Jens Stoltenberg will become Norway's next central bank governor when his tenure as NATO secretary-general ends later this year, the Norwegian government announced Friday.
"I am grateful for the trust and am looking forward to taking on the job," Stoltenberg told an online news conference regarding the role he is set to start on December 1.
The current governor of Norges Bank, 70-year-old Oystein Olsen, is set to retire after holding the position since the beginning of 2011.
Former Norway PM with financial experience
Stoltenberg, 62, was the Norwegian finance minister from 1996 to 2000 and prime minister from 2000 to 2001. He became Norway's PM again in 2005, a position he held for a further eight years.
He will relinquish his role as NATO head at the end of September. "Mr. Stoltenberg has made clear that until that time, his focus remains firmly on his NATO responsibilities," an official from the alliance said in a statement.
Best person for the job
Finance Minister Trygve Slagsvold Vedum said he wanted to find "the best central bank governor for Norway, and I am confident that it is Jens Stoltenberg."
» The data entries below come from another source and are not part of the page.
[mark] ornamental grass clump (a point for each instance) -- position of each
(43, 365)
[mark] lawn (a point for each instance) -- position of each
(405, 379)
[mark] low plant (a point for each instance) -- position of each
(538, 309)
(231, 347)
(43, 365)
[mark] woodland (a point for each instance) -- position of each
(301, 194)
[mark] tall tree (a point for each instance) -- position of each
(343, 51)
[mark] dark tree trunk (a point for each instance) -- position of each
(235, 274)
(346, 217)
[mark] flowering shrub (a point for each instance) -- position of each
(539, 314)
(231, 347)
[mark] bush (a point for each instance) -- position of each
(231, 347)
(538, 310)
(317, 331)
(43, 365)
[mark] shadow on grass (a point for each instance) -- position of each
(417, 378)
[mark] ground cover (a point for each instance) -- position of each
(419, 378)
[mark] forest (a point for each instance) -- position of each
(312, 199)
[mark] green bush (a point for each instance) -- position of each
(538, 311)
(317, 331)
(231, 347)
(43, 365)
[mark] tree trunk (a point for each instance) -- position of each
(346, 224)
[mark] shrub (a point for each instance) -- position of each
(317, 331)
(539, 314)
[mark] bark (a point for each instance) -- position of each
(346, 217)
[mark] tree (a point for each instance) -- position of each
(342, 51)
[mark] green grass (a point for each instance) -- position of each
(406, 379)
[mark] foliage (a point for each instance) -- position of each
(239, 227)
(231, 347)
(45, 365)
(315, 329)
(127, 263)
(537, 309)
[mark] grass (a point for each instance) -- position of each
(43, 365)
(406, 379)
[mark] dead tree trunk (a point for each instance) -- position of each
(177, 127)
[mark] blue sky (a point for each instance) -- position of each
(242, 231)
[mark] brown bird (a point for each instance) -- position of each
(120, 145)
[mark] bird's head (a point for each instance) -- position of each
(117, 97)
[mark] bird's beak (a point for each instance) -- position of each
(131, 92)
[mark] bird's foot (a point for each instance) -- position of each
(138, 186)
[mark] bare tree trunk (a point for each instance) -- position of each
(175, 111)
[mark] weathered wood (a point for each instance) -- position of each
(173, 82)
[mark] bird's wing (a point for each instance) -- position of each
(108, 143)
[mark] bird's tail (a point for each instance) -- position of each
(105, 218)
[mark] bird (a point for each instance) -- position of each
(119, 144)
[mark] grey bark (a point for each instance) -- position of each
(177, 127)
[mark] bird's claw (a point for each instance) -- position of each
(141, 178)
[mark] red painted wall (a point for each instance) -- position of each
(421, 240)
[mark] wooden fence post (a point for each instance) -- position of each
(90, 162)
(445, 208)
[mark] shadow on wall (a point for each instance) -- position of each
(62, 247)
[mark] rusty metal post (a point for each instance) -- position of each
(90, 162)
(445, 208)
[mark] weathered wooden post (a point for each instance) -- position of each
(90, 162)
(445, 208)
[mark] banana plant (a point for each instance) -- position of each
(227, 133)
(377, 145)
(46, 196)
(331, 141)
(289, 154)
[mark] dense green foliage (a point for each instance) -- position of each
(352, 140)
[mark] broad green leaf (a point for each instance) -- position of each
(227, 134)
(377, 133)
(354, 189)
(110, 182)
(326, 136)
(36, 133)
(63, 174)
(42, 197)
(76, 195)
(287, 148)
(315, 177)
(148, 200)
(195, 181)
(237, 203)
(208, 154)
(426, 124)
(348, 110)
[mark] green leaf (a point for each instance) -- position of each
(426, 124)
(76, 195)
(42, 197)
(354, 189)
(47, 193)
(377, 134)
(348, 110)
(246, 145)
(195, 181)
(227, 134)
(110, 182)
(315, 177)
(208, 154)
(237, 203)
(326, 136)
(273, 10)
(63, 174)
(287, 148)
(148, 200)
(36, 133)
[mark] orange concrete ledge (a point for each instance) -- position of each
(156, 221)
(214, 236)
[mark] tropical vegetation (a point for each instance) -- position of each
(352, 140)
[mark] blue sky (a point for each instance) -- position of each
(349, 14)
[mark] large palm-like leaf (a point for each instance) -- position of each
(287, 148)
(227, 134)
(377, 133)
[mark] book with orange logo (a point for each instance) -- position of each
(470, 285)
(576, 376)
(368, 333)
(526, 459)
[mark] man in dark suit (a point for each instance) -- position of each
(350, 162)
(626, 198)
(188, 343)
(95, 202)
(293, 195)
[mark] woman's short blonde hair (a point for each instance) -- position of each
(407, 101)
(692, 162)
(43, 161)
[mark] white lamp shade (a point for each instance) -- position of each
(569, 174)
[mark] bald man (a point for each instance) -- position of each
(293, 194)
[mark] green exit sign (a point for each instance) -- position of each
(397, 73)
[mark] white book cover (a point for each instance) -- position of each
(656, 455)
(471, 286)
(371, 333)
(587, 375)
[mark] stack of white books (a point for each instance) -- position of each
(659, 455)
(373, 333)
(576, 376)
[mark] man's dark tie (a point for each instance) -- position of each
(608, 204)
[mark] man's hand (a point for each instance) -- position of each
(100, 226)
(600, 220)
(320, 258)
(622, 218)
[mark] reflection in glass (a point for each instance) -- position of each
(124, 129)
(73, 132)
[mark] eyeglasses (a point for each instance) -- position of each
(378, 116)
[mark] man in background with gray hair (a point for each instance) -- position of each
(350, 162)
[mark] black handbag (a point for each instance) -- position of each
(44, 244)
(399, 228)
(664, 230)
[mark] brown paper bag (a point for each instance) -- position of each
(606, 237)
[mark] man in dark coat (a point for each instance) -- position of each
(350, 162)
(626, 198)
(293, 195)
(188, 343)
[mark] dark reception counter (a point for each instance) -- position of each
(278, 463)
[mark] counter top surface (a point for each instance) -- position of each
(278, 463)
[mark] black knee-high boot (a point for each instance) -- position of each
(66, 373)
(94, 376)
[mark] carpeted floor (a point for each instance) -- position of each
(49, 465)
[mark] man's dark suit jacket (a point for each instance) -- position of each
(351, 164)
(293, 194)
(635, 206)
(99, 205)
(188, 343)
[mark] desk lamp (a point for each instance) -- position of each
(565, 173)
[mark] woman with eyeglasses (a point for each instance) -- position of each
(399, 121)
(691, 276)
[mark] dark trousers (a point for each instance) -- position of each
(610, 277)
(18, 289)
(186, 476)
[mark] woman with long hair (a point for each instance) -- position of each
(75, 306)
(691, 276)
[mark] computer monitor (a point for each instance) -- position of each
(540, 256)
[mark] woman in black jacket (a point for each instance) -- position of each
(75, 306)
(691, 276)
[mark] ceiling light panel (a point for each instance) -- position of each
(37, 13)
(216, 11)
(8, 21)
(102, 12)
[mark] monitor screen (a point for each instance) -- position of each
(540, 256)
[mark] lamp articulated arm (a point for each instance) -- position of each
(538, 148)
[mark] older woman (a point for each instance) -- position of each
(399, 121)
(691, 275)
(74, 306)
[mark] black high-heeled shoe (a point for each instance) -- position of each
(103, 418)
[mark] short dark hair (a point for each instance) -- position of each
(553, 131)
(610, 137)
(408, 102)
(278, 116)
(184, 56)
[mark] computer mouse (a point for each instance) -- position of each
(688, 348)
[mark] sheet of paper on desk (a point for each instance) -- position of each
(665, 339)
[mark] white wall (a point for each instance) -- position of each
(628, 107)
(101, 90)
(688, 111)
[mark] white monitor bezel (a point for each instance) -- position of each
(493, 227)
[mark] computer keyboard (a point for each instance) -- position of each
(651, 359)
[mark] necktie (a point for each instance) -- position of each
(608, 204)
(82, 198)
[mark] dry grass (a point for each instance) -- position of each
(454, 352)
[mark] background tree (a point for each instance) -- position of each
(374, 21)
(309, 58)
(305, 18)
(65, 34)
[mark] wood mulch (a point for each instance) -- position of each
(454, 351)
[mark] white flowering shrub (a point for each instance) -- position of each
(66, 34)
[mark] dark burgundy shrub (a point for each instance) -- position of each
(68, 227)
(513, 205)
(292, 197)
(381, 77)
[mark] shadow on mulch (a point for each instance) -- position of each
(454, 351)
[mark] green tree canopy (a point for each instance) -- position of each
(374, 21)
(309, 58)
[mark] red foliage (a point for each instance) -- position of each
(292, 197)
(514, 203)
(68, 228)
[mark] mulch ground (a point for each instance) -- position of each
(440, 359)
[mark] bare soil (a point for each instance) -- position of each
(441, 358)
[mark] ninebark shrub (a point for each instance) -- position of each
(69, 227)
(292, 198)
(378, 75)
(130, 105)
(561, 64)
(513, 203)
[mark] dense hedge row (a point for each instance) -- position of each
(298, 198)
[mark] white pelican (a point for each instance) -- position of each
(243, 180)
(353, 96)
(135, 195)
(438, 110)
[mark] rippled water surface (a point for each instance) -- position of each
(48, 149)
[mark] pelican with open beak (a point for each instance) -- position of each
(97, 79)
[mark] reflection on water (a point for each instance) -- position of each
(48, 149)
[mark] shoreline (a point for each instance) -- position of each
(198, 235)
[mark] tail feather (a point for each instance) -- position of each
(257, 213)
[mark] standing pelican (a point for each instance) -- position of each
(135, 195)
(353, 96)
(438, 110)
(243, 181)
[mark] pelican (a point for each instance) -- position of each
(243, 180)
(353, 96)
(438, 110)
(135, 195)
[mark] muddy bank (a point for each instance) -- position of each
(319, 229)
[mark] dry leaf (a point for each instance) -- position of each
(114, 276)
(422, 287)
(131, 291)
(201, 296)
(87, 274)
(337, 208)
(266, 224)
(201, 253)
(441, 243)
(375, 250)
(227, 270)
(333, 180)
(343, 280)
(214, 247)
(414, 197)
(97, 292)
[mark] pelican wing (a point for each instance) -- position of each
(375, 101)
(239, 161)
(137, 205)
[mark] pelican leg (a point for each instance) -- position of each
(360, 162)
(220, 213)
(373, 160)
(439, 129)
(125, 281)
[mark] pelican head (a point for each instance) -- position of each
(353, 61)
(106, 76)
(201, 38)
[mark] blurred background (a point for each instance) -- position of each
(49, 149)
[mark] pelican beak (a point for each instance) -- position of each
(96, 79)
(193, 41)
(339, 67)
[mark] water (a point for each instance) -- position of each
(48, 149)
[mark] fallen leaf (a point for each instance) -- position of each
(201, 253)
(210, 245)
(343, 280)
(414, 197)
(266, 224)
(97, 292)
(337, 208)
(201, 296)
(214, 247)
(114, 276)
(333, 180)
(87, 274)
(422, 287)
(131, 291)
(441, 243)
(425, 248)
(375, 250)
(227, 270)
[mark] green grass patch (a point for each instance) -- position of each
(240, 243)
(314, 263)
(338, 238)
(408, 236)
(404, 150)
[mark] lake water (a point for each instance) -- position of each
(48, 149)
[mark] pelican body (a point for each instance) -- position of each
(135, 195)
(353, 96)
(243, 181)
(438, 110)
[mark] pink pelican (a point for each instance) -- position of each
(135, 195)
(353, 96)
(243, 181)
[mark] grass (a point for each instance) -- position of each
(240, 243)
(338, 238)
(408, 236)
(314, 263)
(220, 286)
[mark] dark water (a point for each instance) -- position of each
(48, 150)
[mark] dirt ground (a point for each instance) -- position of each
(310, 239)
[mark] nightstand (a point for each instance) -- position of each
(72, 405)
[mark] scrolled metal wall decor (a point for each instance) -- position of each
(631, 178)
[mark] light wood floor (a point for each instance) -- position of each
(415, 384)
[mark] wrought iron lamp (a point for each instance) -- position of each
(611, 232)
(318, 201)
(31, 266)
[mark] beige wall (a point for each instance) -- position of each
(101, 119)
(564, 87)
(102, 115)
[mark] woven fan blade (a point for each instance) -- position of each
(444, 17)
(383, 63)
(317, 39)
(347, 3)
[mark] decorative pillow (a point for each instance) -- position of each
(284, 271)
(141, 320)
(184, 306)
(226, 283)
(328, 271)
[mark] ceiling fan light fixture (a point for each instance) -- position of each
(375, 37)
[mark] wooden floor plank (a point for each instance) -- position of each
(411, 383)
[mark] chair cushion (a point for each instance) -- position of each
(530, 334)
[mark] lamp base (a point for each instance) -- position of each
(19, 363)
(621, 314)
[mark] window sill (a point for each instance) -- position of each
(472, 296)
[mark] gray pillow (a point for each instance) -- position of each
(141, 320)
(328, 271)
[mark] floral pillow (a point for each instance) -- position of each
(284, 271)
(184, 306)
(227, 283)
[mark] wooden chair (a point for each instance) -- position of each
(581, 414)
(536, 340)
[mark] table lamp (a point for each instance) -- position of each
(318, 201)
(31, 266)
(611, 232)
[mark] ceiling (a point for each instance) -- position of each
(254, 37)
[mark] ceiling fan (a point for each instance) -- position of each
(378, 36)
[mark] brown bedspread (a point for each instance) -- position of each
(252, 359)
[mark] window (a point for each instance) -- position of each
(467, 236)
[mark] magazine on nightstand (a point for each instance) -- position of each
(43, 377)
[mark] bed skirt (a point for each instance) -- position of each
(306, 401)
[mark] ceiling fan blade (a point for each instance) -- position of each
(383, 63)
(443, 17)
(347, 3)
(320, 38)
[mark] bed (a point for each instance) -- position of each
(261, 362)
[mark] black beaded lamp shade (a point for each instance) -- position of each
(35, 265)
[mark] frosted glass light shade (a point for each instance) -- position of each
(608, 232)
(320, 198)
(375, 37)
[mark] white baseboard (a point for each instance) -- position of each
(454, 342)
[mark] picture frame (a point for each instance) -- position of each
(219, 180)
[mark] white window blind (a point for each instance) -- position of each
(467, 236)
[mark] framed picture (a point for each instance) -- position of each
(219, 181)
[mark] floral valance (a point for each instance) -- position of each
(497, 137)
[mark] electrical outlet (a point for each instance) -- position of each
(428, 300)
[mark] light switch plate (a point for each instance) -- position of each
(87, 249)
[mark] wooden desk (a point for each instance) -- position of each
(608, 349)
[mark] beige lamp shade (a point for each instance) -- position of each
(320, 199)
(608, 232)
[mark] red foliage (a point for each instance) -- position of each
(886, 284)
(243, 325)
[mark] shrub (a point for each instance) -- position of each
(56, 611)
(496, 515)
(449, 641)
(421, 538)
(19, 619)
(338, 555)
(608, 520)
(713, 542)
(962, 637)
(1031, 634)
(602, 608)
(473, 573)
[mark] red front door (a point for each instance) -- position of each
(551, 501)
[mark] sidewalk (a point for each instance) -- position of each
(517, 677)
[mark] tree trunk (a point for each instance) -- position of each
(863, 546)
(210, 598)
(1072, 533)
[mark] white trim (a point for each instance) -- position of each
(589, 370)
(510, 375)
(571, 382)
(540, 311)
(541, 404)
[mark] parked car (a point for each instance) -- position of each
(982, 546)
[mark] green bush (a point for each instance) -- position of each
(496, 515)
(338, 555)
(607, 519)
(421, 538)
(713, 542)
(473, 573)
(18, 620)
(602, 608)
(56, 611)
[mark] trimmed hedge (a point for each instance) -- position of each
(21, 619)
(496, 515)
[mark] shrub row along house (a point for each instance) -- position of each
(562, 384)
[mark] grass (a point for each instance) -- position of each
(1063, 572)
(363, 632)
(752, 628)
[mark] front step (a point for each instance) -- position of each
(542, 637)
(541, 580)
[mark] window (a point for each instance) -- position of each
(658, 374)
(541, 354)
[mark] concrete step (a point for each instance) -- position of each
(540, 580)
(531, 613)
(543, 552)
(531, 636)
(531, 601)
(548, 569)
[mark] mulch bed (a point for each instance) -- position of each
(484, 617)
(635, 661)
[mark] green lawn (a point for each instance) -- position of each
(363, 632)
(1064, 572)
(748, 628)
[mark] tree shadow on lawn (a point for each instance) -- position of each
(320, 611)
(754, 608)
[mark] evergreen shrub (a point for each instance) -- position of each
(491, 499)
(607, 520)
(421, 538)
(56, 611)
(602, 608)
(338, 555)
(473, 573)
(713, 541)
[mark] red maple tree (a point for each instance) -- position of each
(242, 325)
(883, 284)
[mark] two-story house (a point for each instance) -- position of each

"The combination of financial background, understanding of society and a management experience few in Norway have, makes him very suitable as top manager of Norges Bank," he said in a statement.
He added that deputy governor Ida Wolden Bache will act as interim chief of the bank until Stoltenberg is able to assume the role.
During the press conference, Stoltenberg was questioned over his close personal relationship with Prime Minister Jonas Gahr Store, which could affect the bank's impartiality. Both are members of the Labor Party, but as the governor of the central bank, Stoltenberg has to be independent of the government.
"I have long experience from having friendships with people and I have integrity in relation not to sharing information when relevant. NATO is an example. I have dealt with many people where I have to take care of independence and not share much information," Stoltenberg said.
He became NATO secretary-general in 2014 and after a successful first term, his mandate at the Western military alliance was extended.
Stoltenberg has been praised for steering NATO through a difficult period, particularly during Donald Trump's stint as US president. At the time, Washington threatened not to help member countries that weren't spending enough on defense.
Theresa May among potential successors
His appointment at the helm of Norwegian banking comes as NATO plays a key role in the crisis between Russia and the West.
There is no obvious successor for Stoltenberg at NATO. According to alliance sources, former British Prime Minister Theresa May, Dutch Prime Minister Mark Rutte, Estonian Prime Minister Kaja Kallas, former EU foreign policy chief Federica Mogherini and Romanian President Klaus Iohannis have all been touted as possible candidates to succeed Stoltenberg.